It's time to switch out your summer tires.
For the first time in years, the Ministry of Transportation and Infrastructure has tightened their rules regarding which roads require either the winter mountain/snowflake symbol or the mud and snow (M+S) tires through the winter, and it includes highways in the Okanagan.
Previously, winter-capable tires were required from October 1 to April 30 on all the high mountain passes, but the new rules (now October 1 to March 31) include tire requirements on most of the local highways.
Signs are posted on each of the designated highways to advise motorists where winter tires are required. The maps below show which highways now require the non-summer tires, including Hwy. 97 all the way up and down the Okanagan.

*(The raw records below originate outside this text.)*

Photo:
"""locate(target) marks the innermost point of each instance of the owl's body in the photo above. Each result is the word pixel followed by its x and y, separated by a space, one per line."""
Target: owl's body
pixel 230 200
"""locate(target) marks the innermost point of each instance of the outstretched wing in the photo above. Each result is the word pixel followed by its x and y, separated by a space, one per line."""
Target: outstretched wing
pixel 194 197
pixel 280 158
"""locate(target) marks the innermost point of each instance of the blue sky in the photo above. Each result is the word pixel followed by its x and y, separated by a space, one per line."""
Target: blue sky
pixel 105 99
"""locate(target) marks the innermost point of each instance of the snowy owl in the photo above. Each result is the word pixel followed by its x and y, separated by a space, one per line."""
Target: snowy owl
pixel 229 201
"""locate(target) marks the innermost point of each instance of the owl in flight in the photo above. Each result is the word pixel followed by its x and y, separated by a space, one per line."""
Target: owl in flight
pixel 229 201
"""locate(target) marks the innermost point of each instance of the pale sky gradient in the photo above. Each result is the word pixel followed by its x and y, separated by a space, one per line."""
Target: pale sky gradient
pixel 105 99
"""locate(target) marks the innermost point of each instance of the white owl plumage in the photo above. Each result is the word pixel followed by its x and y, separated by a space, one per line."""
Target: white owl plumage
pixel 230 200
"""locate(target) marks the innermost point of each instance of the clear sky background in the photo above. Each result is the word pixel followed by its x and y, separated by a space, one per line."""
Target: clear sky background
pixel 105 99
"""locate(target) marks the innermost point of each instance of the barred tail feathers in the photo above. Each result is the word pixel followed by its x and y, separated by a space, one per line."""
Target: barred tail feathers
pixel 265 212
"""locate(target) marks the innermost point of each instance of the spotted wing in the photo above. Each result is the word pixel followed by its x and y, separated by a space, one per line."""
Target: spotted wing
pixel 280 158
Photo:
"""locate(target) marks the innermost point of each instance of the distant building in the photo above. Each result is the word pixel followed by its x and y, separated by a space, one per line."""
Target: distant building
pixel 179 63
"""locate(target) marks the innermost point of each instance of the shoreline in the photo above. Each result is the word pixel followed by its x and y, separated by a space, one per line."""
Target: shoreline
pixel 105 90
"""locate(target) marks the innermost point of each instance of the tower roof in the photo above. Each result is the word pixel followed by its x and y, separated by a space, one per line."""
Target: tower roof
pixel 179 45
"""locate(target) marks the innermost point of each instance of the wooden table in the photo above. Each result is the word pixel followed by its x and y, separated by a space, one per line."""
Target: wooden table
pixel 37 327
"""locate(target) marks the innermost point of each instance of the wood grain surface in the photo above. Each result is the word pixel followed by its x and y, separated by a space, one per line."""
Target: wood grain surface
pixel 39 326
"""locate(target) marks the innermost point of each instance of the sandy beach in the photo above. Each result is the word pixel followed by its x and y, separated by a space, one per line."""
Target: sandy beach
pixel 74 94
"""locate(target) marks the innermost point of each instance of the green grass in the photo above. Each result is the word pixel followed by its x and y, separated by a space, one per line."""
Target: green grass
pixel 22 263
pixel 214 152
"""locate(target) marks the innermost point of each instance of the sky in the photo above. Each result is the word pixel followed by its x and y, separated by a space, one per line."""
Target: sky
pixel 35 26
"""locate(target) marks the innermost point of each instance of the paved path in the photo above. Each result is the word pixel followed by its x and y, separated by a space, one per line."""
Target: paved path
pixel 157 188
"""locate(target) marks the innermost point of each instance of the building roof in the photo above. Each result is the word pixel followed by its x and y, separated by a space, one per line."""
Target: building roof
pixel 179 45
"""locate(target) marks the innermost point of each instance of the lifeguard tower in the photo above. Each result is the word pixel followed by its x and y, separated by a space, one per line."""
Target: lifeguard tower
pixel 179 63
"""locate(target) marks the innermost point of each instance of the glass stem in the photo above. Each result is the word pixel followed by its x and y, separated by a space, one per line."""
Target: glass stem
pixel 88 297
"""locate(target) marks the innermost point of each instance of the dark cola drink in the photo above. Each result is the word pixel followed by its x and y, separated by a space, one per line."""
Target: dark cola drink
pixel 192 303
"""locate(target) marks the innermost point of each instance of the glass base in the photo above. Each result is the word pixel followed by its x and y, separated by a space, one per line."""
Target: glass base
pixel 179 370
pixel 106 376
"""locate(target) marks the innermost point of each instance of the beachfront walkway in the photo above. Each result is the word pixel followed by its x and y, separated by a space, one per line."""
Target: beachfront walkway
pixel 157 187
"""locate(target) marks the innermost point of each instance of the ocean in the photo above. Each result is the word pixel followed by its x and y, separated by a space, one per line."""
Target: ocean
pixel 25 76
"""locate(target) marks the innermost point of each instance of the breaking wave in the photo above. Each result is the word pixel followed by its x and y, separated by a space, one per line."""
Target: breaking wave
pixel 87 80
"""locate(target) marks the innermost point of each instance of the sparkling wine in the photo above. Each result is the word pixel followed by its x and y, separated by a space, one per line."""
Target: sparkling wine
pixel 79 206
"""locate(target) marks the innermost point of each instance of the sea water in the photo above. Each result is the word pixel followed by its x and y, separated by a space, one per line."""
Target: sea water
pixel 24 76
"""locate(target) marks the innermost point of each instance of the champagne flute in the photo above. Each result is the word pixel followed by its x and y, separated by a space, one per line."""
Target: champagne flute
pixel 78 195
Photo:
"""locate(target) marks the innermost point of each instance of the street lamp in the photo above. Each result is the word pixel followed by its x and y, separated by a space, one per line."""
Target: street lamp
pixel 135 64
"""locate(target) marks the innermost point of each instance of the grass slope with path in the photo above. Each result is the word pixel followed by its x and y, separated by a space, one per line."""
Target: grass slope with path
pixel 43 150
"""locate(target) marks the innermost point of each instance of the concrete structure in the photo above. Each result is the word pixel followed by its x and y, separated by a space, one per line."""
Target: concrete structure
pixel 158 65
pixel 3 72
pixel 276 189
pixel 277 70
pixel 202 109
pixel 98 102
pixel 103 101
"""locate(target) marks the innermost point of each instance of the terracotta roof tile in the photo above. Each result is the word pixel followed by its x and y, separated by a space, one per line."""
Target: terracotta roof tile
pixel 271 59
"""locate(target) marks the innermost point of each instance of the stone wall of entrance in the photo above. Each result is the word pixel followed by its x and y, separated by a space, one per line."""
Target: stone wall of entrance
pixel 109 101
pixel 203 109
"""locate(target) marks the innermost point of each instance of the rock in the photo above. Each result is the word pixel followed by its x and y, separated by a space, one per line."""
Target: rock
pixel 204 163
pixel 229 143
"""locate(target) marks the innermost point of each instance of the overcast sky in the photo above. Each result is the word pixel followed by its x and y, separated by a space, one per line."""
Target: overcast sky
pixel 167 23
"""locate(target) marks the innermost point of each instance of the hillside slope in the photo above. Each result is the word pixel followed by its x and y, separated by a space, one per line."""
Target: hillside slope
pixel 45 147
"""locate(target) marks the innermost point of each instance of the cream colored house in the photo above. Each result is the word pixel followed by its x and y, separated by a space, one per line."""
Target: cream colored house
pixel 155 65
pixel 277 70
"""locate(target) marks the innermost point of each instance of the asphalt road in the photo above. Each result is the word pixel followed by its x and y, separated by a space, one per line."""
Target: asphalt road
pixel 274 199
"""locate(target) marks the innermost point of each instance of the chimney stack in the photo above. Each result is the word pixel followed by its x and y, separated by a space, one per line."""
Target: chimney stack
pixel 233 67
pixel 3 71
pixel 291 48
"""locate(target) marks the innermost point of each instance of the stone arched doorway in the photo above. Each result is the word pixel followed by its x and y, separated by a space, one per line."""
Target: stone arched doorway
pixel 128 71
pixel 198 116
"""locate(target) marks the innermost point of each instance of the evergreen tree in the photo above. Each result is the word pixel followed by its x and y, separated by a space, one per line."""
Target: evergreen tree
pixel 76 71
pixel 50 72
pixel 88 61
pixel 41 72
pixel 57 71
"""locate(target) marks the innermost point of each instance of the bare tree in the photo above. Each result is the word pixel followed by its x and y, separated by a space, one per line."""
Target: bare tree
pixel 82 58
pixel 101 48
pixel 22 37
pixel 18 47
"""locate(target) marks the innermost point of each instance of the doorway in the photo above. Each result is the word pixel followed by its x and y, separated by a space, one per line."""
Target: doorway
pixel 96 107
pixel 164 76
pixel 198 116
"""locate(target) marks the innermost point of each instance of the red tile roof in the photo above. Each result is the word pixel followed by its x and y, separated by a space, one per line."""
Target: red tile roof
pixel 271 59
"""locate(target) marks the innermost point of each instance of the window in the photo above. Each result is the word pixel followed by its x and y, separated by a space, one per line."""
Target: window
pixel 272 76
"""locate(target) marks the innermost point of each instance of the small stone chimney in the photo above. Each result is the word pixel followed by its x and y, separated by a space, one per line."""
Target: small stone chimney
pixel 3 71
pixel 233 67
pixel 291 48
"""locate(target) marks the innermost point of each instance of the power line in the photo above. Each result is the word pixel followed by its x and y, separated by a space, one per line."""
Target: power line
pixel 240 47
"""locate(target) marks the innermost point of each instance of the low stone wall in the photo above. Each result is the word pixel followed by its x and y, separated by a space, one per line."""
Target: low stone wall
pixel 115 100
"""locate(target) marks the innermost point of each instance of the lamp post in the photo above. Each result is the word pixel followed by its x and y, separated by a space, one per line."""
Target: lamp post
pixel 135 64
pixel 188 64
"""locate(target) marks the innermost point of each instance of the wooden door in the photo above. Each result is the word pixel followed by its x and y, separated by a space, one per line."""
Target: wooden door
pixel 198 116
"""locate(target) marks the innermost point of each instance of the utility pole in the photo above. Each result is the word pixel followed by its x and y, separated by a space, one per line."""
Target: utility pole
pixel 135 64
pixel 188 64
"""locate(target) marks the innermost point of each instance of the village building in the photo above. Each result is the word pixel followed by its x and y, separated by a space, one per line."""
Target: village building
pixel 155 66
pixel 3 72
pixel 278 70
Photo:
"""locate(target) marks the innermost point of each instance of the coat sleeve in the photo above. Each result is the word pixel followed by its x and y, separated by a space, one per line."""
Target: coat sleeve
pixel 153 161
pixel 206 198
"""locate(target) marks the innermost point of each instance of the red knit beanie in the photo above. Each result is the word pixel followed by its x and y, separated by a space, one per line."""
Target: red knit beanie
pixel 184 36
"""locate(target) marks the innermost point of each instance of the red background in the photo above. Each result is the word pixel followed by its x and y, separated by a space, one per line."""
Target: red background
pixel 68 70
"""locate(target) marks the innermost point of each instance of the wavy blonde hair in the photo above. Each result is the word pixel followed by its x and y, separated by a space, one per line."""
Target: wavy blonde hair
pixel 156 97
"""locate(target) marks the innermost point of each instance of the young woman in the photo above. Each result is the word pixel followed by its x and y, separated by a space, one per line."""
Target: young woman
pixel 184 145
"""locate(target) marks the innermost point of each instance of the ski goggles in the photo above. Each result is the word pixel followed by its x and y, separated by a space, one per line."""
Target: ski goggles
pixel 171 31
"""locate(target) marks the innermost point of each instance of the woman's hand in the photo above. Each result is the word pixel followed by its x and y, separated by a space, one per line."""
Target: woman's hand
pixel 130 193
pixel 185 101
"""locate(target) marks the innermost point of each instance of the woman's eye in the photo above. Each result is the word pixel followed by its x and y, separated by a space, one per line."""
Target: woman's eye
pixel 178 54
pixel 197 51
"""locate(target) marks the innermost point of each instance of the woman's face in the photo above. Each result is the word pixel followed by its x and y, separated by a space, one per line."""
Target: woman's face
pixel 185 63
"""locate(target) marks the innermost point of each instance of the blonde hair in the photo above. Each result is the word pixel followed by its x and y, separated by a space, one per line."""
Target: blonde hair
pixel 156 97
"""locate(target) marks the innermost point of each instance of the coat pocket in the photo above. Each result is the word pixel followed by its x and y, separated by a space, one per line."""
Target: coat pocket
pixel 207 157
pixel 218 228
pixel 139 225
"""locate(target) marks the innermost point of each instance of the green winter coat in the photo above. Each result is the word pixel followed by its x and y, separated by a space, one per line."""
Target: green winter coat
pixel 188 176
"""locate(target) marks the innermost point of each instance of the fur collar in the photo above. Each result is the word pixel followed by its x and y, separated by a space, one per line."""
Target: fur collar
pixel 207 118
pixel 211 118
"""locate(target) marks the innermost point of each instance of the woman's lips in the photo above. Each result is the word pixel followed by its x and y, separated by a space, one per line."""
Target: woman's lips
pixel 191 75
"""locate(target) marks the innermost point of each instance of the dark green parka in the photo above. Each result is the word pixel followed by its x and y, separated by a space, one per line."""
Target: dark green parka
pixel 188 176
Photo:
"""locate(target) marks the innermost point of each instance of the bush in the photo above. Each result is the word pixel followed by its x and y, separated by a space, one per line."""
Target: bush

If you have all-season tires you should be in the clear. Most new all-season tires are now included in this winter designation that defines 'winter tires', if they are labelled with either the winter mountain/snowflake symbol or the mud and snow (M+S) designation.
Although not using the correct tires is considered dangerous by authorities, ICBC says it will not void your insurance.
“Driving without winter tires will not void your insurance if you have a claim. It also won't mean you're automatically at-fault in a crash. However, if you get in a crash where winter tires could have helped, not having them may affect whether—or how much—you are at fault,” explains the insurance corporation.
The ministry continues to encourage drivers to always drive to the road conditions and choose the best tires possible. Despite the addition of the mud and snow (M+S) designation, they recommend tires with the winter mountain/snowflake symbol for the best level of traction and safety in severe snow and ice conditions.
With these new changes, the majority of BC highways now require passenger vehicles to use M+S or mountain/snowflake tires, and commercial vehicles to carry chains between October 1 and March 31.